Important Information for U.S. Citizens Considering the Use of Assisted Reproductive Technology (ART) Abroad

  • Transmission of U.S. citizenship at birth to a child born abroad is governed by Immigration and Nationality Act (INA) Sections 301 and/or 309. The Department of State interprets the INA to require a U.S. citizen parent to have a biological connection to a child in order to transmit U.S. citizenship to the child at birth. In other words, the U.S. citizen parent must be the sperm or the egg donor in order to transmit U.S. citizenship to a child conceived through ART.
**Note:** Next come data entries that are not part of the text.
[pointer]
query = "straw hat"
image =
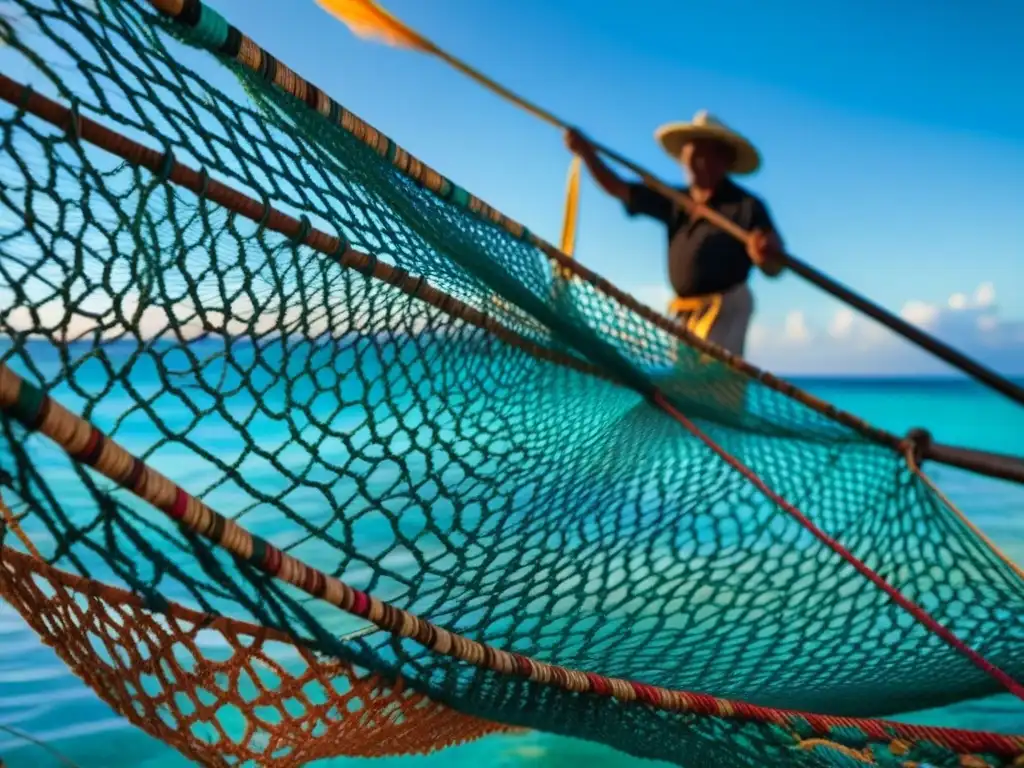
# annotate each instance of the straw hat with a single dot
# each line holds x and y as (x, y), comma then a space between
(674, 135)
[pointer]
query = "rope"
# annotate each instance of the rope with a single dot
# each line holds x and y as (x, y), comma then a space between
(86, 444)
(19, 734)
(370, 18)
(912, 608)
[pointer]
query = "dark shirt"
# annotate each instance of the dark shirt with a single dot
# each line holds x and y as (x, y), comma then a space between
(702, 259)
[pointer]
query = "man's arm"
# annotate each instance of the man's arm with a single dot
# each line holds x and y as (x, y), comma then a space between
(765, 246)
(637, 198)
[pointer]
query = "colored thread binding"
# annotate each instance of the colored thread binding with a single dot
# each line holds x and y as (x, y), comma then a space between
(85, 443)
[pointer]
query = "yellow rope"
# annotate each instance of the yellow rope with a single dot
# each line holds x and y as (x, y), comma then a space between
(567, 243)
(702, 312)
(12, 523)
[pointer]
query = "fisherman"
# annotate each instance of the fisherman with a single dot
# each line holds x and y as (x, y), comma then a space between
(708, 267)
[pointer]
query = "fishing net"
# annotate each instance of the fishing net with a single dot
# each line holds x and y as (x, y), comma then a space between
(392, 401)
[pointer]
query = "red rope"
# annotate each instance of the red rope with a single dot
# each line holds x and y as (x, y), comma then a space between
(912, 608)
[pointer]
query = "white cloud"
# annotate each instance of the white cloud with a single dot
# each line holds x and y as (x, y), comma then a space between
(968, 321)
(796, 327)
(842, 323)
(985, 295)
(956, 301)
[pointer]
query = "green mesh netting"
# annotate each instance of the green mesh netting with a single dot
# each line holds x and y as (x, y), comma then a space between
(515, 501)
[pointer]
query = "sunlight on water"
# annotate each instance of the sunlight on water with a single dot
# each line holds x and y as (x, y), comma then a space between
(42, 697)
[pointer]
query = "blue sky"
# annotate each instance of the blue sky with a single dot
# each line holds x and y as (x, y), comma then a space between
(892, 136)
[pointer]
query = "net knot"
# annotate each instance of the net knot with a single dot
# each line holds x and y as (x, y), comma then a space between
(915, 443)
(211, 29)
(267, 210)
(166, 164)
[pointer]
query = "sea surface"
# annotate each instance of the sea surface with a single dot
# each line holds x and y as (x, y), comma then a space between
(41, 698)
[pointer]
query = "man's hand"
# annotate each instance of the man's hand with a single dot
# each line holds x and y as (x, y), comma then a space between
(578, 143)
(765, 251)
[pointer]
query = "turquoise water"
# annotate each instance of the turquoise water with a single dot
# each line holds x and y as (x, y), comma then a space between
(39, 696)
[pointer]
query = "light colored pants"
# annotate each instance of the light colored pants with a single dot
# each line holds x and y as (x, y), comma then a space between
(728, 327)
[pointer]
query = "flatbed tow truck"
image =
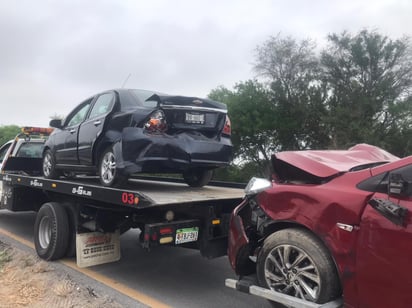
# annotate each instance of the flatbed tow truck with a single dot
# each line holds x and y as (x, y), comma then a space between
(79, 217)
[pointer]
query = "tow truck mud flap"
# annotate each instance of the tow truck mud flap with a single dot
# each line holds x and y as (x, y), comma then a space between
(93, 248)
(290, 301)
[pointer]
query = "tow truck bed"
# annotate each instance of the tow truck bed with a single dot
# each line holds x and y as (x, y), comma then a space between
(167, 213)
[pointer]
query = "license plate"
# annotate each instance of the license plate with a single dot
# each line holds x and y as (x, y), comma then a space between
(195, 118)
(186, 235)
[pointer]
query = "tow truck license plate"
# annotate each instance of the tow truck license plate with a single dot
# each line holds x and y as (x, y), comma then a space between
(186, 235)
(195, 118)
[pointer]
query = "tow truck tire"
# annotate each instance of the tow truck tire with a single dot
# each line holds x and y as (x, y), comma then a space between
(51, 231)
(295, 262)
(197, 177)
(108, 172)
(49, 166)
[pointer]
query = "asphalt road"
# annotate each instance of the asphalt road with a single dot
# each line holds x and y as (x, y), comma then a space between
(175, 277)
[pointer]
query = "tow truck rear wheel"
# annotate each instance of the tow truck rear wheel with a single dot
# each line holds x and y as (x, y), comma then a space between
(296, 263)
(51, 231)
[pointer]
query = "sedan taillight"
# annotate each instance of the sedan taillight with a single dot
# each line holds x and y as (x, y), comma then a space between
(227, 129)
(157, 122)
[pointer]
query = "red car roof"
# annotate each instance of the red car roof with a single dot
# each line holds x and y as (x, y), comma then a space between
(325, 163)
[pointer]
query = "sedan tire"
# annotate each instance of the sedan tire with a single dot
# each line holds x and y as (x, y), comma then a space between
(296, 263)
(108, 172)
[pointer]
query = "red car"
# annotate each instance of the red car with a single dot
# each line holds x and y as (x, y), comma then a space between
(330, 224)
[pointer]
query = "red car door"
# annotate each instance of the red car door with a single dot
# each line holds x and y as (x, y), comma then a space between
(384, 251)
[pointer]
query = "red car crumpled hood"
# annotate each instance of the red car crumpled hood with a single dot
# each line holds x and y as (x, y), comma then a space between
(327, 163)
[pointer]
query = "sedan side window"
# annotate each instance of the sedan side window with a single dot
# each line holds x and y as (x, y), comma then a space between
(102, 105)
(79, 116)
  • The determination of citizenship of children born abroad to a U.S. citizen parent is the responsibility of the U.S. Department of State and is governed by U.S. law. Therefore, even if local law recognizes a surrogacy agreement and finds that U.S. parents are the legal parents of a child conceived through ART, if the U.S. citizen parents do not have a biological connection to the child, the child will not be a U.S. citizen at birth.

  • The Department determines the citizenship of each child that applies for documentation as a U.S. citizen individually, on a case by case basis, after carefully considering the specific facts surrounding the child’s birth and his or her parents’ situation. We cannot “pre-adjudicate” a citizenship determination. In many cases involving ART, the best evidence available to parents to show their biological connection to a child born to a foreign surrogate, is DNA testing. These tests cannot be done until after the child is born.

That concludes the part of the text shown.